About 40 students from the East Bay Consortium of Educational Institutions visited Berkeley Lab on July 26 to learn about careers in science, technology, engineering and mathematics. Deb Agarwal,who heads CRD's Advanced Computing for Sciences Department, welcomed the group and gave a brief overview of Berkeley Lab. Then, Andy Nonaka(CRD) talked about his research is computational cosmology, Ben Bowen(Life Sciences Division) talked about mass spectroscopy and Susan Amrose (Environmental Energy Technology Division) talked about engineering projects to improve the quality of life in developing countries. The visit culminated with a tour of the Advanced Light Source led by Christine Beavers, Bruce Rude , Thomas Scarvieand Doug Taube . The visit was organized by CRD's Sarah Poon .

Green Flash Project Featured in UC Berkeley Science Review

Green Flash, an innovative architecture first proposed by CS researchers in 2008 as a way to improve global climate change predictions by using a supercomputer with low-power embedded microprocessors, has drawn the attention of Berkeley Science Review, a graduate student-run magazine that aims to highlight the groundbreaking research occurring at UC Berkeley in a wide variety of scientific disciplines, from biology to physics to computer science.

In an article published in the Spring 2013 issue, Anna Lieb writes “Like the planet they simulate, climate models themselves are changing. As our scientific computing technology improves, models are getting larger and more complicated in order to make better predictions. However, with greater predictive power comes greater demand for computational and electric power. In fact, scaling up the current generation of models to meet the need for reliable local-level predictions could require as much power as a city of 100,000 inhabitants.”

The article also led to a write-up in HPCwire.

This Week’s Computing Sciences Seminars

European Human Brain Project: Opportunities for new Developments in Computing
Monday, July 29, 10:30 a.m. – 12 p.m., Bldg. 50B, Room 4205
Prof. Dr.

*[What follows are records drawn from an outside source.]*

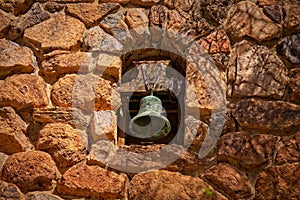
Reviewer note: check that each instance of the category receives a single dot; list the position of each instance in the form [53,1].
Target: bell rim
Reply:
[154,114]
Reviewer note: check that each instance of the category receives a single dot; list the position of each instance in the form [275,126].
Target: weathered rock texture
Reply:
[92,181]
[10,191]
[268,116]
[63,65]
[32,170]
[279,182]
[91,14]
[247,151]
[15,59]
[13,130]
[87,92]
[59,32]
[170,185]
[246,19]
[41,196]
[63,143]
[290,151]
[256,71]
[234,182]
[24,90]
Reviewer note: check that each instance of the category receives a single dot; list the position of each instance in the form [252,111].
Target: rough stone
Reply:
[10,191]
[63,143]
[3,158]
[197,29]
[109,66]
[116,26]
[16,6]
[294,84]
[66,63]
[53,7]
[216,10]
[141,158]
[30,171]
[274,12]
[69,1]
[184,5]
[177,159]
[34,16]
[72,116]
[95,39]
[92,181]
[20,91]
[216,42]
[58,32]
[105,154]
[230,180]
[203,93]
[137,19]
[13,130]
[104,125]
[246,19]
[268,2]
[292,15]
[5,21]
[175,22]
[15,59]
[170,185]
[195,131]
[256,71]
[221,60]
[247,151]
[289,48]
[158,16]
[88,92]
[144,2]
[41,196]
[267,116]
[89,14]
[279,182]
[115,1]
[290,151]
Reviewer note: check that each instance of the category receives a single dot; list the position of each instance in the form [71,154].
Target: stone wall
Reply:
[52,147]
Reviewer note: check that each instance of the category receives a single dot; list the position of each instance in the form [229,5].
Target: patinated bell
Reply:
[149,122]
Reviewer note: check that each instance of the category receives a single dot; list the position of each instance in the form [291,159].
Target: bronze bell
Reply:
[149,122]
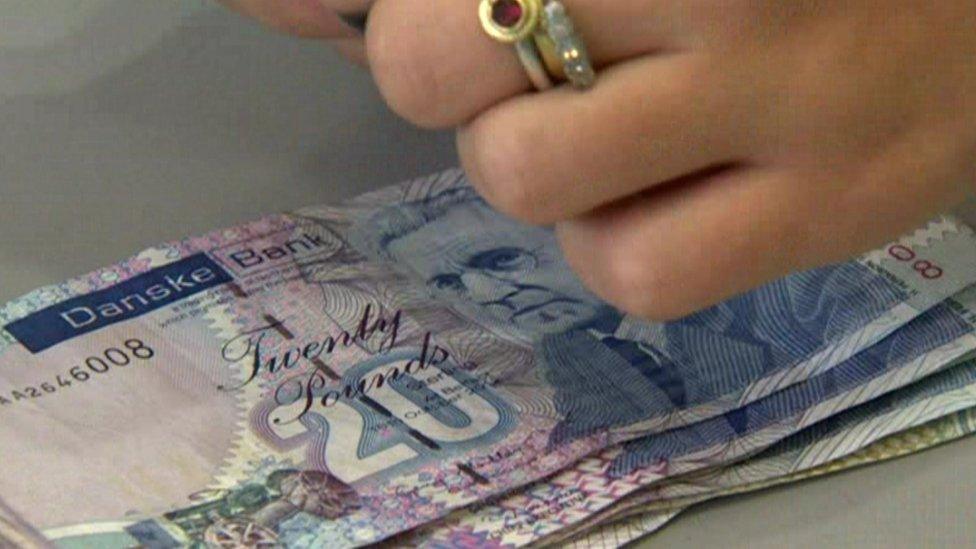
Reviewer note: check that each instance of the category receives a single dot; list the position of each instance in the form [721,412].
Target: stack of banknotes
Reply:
[412,368]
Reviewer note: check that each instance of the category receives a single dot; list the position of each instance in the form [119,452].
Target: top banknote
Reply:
[342,374]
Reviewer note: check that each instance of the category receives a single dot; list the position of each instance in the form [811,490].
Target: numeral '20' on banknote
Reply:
[340,375]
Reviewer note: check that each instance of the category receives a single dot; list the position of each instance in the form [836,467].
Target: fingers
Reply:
[551,156]
[436,67]
[672,251]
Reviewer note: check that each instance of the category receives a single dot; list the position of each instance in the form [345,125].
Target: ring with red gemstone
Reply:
[546,40]
[510,21]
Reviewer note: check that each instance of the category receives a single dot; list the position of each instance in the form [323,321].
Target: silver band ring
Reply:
[545,38]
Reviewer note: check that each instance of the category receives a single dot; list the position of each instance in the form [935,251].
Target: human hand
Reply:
[725,144]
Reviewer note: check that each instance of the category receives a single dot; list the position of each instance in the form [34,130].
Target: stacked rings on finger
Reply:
[547,43]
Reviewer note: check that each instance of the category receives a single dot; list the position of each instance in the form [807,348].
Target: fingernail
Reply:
[355,20]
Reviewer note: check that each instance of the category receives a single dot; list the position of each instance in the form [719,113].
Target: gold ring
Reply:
[544,35]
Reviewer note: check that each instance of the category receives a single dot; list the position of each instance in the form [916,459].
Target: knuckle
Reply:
[638,283]
[404,67]
[508,175]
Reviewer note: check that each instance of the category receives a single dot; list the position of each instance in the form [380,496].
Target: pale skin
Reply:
[726,143]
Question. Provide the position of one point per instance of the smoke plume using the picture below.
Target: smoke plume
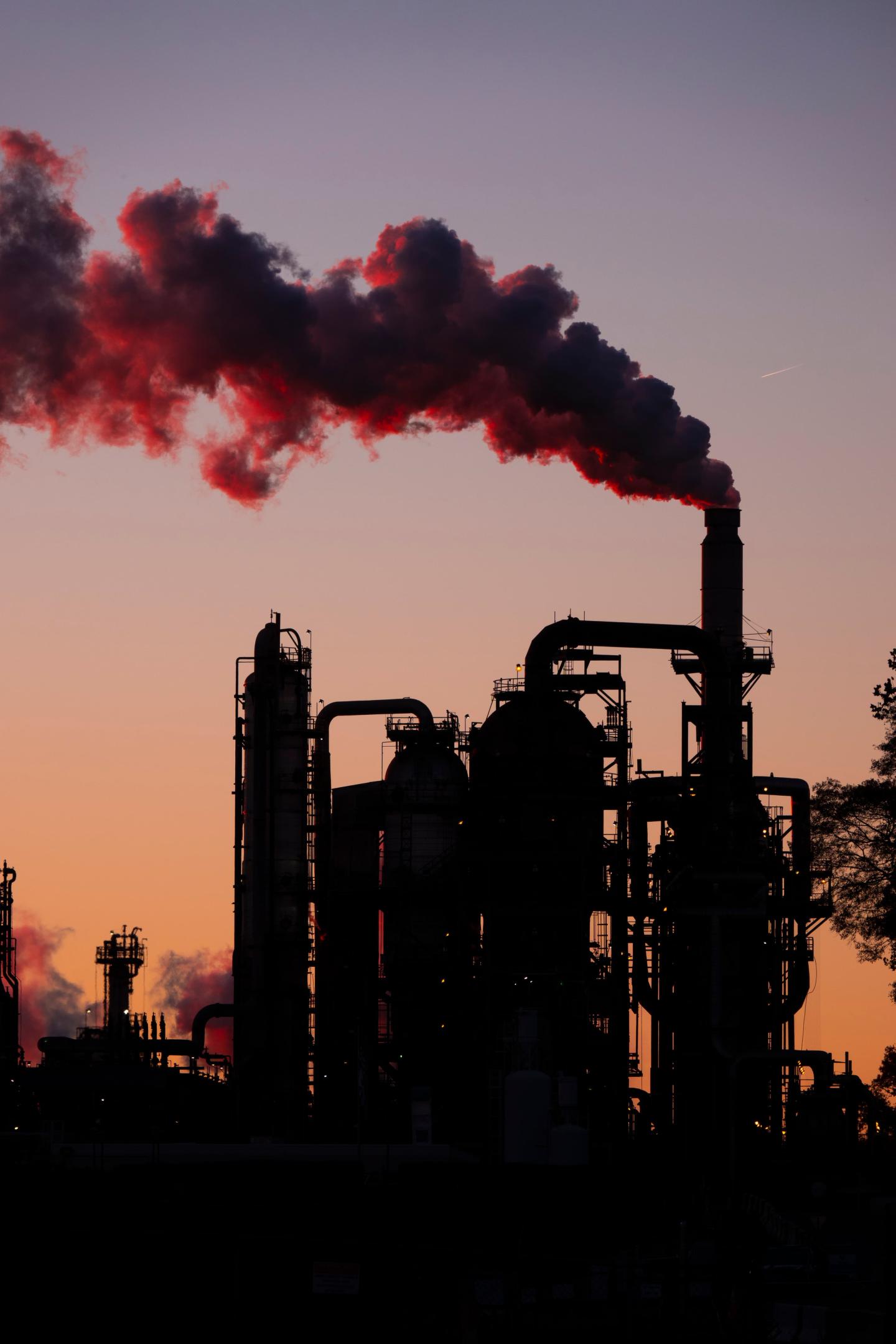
(187, 984)
(50, 1004)
(422, 335)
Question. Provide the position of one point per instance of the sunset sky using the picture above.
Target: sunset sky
(714, 180)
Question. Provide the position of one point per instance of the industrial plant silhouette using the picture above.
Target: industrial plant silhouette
(436, 992)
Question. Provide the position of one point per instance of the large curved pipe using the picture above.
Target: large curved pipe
(323, 784)
(620, 635)
(163, 1046)
(721, 675)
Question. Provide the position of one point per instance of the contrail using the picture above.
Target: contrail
(775, 371)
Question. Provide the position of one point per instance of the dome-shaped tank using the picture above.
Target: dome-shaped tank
(426, 788)
(536, 772)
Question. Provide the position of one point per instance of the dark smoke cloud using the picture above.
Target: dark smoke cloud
(50, 1004)
(422, 335)
(187, 984)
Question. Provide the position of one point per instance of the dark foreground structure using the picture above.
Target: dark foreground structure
(515, 1047)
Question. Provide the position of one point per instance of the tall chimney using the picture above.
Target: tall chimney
(723, 574)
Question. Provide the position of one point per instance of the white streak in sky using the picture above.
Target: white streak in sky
(775, 371)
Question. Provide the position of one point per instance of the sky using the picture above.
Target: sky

Thomas Schulthess, Director, Swiss National Supercomputing Center

Abstract: The goal of the EU Human Brain Project is to pull together all our existing knowledge about the human brain and to reconstruct the brain, piece by piece, in supercomputer-based models and simulations. The models offer the prospect of a new understanding of the human brain and its diseases and of completely new computing and robotic technologies. Central to the Human Brain Project is Information and Computing Technology (ICT). The project will develop ICT platforms for neuroinformatics, brain simulation and supercomputing that will make it possible to federate neuroscience data from all over the world, to integrate the data in unifying models and simulations of the brain, to check the models against data from biology and to make them available to the world scientific community. Exploiting the resulting knowledge on the architecture and circuitry of the brain will allow researchers to develop new computing systems. Starting in 2013, the European Commission will support this vision through the new FET Flagship Program. Federating more than 80 European and international research institutions, the Human Brain Project is planned to last ten years and estimated to cost an estimated EUR 1,190 million. This talk aims at presenting the challenge and the progress and to provide a platform for engaging the community of high performance computing and beyond.